Ms Bond alleges she had expressed concerns about working practices during this period and was subsequently discriminated against.
At the time, she was a chief superintendent and serving as the first woman commander of the Derry City and Strabane policing district.
The tribunal, sitting in Belfast, had previously heard Ms Bond believed some officers were potentially guilty of gross misconduct or criminal behaviour when they did not report for duty – they believed they were allowed to be on stand-by from home.
After confronting officers and delivering “a rollicking”, she herself became the subject of complaints.
One resulted in her being served with a notice for potential misconduct, but it was later withdrawn.
Several months later, PSNI commanders made a decision to relocate her to its training college in Belfast.
Mr Byrne told the tribunal today that the decision to relocate Ms Bond to the police college was “not a reflection of no confidence”, but rather a vote of confidence and aimed at helping to support her professional development.
He said it had been his vision to have someone like Ms Bond help transform the college from what it was to something that was far more ambitious.
However, Assistant Chief Constable Alan Todd also told the tribunal there was merit to Ms Bond remaining in Derry, such as continuity of command.
He gave this perspective during a meeting of senior police around the movement of several officers, including Ms Bond.
“As a matter of policy I don’t like commanders to move unnecessarily,” he said, raising the matter of having established teams.
“I had some concerns that one of my senior commanders would be moved whilst under investigation, whilst that wasn’t the driver for the decision, I did raise it as the possible perception of others.

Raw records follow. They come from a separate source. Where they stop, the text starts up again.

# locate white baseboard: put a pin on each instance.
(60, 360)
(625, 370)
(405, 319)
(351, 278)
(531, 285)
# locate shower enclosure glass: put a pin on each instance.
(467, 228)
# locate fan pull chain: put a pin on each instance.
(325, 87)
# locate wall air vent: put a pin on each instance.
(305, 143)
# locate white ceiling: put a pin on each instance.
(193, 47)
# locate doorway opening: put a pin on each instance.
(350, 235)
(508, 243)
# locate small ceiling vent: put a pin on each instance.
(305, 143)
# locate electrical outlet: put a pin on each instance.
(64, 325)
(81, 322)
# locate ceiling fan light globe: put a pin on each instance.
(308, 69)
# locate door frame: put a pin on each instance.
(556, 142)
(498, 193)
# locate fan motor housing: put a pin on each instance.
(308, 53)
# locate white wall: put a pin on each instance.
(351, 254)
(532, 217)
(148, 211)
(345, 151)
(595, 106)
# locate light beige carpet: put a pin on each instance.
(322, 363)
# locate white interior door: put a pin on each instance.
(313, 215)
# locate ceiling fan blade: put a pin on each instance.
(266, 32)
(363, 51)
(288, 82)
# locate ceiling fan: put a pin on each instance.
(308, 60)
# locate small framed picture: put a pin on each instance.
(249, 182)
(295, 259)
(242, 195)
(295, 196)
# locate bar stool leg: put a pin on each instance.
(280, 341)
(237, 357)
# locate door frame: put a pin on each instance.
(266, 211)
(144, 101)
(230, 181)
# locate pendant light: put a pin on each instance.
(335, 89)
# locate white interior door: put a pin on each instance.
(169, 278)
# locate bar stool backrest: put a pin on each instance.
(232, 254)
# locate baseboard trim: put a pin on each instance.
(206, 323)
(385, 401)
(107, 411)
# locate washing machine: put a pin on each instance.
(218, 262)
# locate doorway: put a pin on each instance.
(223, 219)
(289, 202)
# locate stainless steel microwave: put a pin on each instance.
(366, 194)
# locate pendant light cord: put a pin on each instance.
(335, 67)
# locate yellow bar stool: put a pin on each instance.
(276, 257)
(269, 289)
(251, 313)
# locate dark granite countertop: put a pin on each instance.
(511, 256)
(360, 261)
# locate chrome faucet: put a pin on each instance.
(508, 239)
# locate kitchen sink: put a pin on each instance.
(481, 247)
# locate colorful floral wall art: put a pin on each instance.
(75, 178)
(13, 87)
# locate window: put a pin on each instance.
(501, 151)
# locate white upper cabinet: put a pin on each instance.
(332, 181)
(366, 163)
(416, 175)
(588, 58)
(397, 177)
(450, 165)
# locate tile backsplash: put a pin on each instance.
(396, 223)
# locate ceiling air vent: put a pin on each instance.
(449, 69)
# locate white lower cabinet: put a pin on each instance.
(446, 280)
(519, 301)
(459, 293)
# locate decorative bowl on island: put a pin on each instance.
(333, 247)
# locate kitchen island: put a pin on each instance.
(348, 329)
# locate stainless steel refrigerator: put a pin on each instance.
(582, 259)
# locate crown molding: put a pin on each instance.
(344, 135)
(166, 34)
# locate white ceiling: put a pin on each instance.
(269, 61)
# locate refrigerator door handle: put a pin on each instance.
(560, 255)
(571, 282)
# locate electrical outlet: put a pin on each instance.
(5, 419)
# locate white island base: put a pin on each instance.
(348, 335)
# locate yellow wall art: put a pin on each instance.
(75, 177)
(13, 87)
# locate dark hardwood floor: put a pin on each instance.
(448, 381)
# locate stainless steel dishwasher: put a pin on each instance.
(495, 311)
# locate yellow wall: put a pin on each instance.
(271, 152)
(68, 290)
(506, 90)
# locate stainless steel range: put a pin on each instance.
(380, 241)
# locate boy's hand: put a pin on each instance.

“I also accept that routinely decisions get made that aren’t in line with things I have proposed. It’s an unpredictable process at best.”
Mr Todd also told the tribunal that he does not believe Ms Bond’s reputation was tainted by the disciplinary notice.
He said it was “awkward” to operate in those circumstances but added: “It’s the nature of senior positions to find yourself in that space from time to time.”
Earlier in the tribunal, the chief constable had suggested the “strain of travel” to work in Derry from County Down had been a factor in the decision to move Ms Bond.At the hearing on Monday, he made clear his comments about “stress and travel” were not reflective of any concerns about Ms Bond’s “mental condition or capacity to make decisions”.
Ms Bond is now an assistant chief constable at Police Scotland.
Separately, the chief constable revealed that when he joined the PSNI in 2019, he had concerns about the seniority of those working in the Derry City and Strabane district.
“My recollection was having arrived into the organisation, I formed an opinion that the level of command in that part of the country wasn’t sufficiently senior to deal with the challenges, threats and complexity,” he told the tribunal.